Biology-Biotechnology Majors
You have a choice of
areas to work in. Please pick one.
The goal of your work here is to develop a mathematical
model which demonstrates the growth of the human population. Once you have done
that, you will then modify the model to also reflect the spread of HIV. Clearly many people in the Biotechnology
field are working on vaccines for HIV, so such a model would have significance
for predicting its impact.
The foundation for this project is the Leslie Population
model, developed in 1945 by the British mathematician P.H. Leslie. You will
need to review this in the textbook (pages
).
The significant feature of this model is that it breaks a
population down into age groups, or cohorts. This allows use of data particular
to each group, regarding reproductive rates and mortality rates. Actuaries, for example, work with such data.

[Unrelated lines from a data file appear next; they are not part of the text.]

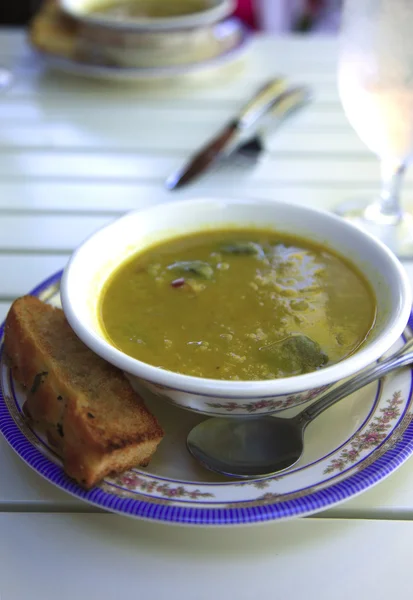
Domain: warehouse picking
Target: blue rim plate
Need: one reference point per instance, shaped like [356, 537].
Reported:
[349, 449]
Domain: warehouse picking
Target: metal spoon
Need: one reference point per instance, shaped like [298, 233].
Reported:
[257, 447]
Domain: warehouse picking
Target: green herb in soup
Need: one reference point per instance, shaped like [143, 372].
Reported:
[239, 305]
[127, 9]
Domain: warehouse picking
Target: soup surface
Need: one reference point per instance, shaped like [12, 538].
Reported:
[239, 305]
[126, 9]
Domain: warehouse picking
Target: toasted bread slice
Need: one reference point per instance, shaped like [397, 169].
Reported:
[87, 408]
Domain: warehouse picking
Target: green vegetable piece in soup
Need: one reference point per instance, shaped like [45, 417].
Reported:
[199, 268]
[243, 248]
[297, 354]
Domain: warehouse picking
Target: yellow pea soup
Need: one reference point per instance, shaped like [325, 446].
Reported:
[237, 305]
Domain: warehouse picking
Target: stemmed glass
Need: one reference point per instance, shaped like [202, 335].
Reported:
[375, 80]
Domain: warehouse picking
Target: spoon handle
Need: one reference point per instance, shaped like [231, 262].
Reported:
[400, 358]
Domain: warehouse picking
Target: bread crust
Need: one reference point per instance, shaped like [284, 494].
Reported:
[86, 407]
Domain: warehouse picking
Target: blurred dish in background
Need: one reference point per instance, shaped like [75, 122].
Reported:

One you have finished the background reading, please set
up a trial model in Maple. This will require little more than multiplication of
10x10 matrices and 10 x 1 columns.
Here you will gather data on reproductive and mortality
rates to build a working model of the human population. The model also requires an “initial
condition” so you will have to characterize the current population, cohort by
cohort.
You have a decision to make: do you want to model the
global population ort the United States population?
Once you have gathered the data, modify your Maple
worksheet accordingly. Then use the
model to predict the population for 2010,2020,2030, 2040 and 2050.
We now view the human population not as 10 age groups but
as 10 groups subdivided into 2 subgroups, those infected and those not. We have three kinds of “births” to consider
now: uninfected ordinary births, uninfected becoming infected, and infected
having children. You will need to
gather sufficient data to make the model work.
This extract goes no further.